The Benediktenwand near Llengries in Bavaria
Saturday – another Groundhog Day. Every day since mid March the sun has shone, the wind has blown and the lockdown has continued. We seem to be getting our weather in multi-week chunks now. For six weeks in February and March we were battered by various storms rolling in from the Atlantic every three days. Trees were uprooted and fields were flooded and then along came Corona and the weather stopped. We are living in a slightly greener version of Southern California. I wish it would rain.
Due to this unseasonably long period of warm dry weather, the trees are going crazy. I know the birch trees are spreading pollen because I wake up sneezing every morning. I’m used to this – birch pollen ensure that for three weeks every year I have snotty hayfever symptoms. I take my tablets and use eyedrops so am able to deal reasonably well with it now. Before people knew that sneezing was not a Corona symptom I would get some funny looks but it’s otherwise no big deal. More irritating are the spruce trees that are having a bumper spring spreading their yellow pollen everywhere.
Every five or six years the spruces have a so-called “Mastjahr” (mast year) with a much higher pollen production than usual. I have lived through a few of these, and they are spectacular. In my younger days when the dust in my flat was thick enough to absorb the yellow pollen without me noticing, I thought it was quite cool. I specifically remember when I first encountered this phenomenon – it was during the spring of 1992. Back then I worked for a paraglider manufacturer and was working at a trade-show/flying-meeting in Bavaria when I saw the effects of the Mastjahr for the first time. After I’d done my shift on the stand I was allowed to go flying in the late afternoon. I took the chairlift to launch and took off into gentle rising air. My plan was to fly along to the end of a long ridge behind take-off and then return for a nice beer in the landing field. To make it along the ridge and back I would need to circle up in several thermals (warm currents of rising air). Normally there is a skill to finding thermals – you need to have a good understanding of micro-meteorology to guess where a thermal might be and use your powers of observation to look for clues such as circling birds or insects being pulled toward the lifting air. But on this day, no such skill was needed. Every few hundred metres you could see yellow pollen-filled columns of rising air. It was the easiest “cross-country” flight I’d ever done. The paragliding equivalent of shooting fish in a barrel. I loved it. I had a wonderful flight along the “Benediktenwand” (see pic).
Times have changed. I don’t find the yellow pollen so helpful any more. Being a middle-aged owner of a house with a patio and garden furniture takes all the fun out the pollen. It’s terrible this year – which isn’t even an official Mastjahr! We were covered in spruce pollen two years ago so everyone thought we’d have another 5 or 6 year break until it happened again. But no, the dry spring has apparently upset the rhythm so here we are again. Everything is yellow. Cars really show it. I live in the middle of Mercedes territory and everybody cleans their cars religiously – except for now. There’s no point. As soon as you leave the car wash, a film of fresh pollen settles again. I am a poor car-washer and used to having a grubby vehicle so I take some comfort in knowing that the pollen is irritating the good burgers of Schönaich more than me.

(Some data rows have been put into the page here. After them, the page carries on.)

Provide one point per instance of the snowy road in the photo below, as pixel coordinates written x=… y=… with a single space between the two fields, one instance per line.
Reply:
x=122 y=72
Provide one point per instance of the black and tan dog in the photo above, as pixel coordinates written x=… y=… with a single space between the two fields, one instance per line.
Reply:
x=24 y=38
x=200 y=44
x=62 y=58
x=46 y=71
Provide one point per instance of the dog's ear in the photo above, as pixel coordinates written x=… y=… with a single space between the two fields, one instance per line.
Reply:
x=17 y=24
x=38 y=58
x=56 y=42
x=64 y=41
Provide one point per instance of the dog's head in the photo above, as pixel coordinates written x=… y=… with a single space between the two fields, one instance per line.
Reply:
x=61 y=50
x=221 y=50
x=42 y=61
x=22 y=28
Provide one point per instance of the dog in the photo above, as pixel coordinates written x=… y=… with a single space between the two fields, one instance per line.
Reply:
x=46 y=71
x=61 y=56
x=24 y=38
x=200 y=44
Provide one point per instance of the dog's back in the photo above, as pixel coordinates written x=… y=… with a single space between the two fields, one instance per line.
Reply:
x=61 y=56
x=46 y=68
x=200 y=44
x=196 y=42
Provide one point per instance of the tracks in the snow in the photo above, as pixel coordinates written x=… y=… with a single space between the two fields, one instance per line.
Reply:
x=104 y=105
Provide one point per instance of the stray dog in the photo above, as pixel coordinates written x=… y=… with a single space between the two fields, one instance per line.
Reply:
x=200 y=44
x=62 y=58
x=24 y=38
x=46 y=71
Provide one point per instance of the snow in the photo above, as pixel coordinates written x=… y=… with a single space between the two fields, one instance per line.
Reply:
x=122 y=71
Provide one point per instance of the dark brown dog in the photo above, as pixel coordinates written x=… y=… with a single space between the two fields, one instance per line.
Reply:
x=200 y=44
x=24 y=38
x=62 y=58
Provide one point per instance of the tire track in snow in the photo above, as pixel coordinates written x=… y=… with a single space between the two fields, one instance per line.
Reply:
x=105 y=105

Ariane had a day off yesterday and decided to spend it working in the garden. This involved a thorough cleaning of the garden furniture (which is black) which proved to have been futile after an hour of pollen bombardment. I did think of commenting, “Yellow is the new black” but seeing as I had no involvement in any of the cleaning I thought it better to keep a low profile.
The good news is that on Tuesday the high pressure system will collapse, and we are forecast to get a whole day of rain and possibly thunderstorms. I’m looking forward to this. I’m already dreaming of the air being cleansed and seeing little yellow streams transporting the horrible stuff away. No more hayfever, no more yellow car. Bliss.
Bis bald,
Matthew
Wunderbar..
Yellow – there’s you mentioning paragliders and me thinking parachutes, and also expecting some Coldplay reference 😉
My posts are middle age / middle class enough
without dragging Coldplay in
You write so well, Matthew – it’s as if I can hear you talking to me. Latest blog interesting and informative as usual, thanks so much.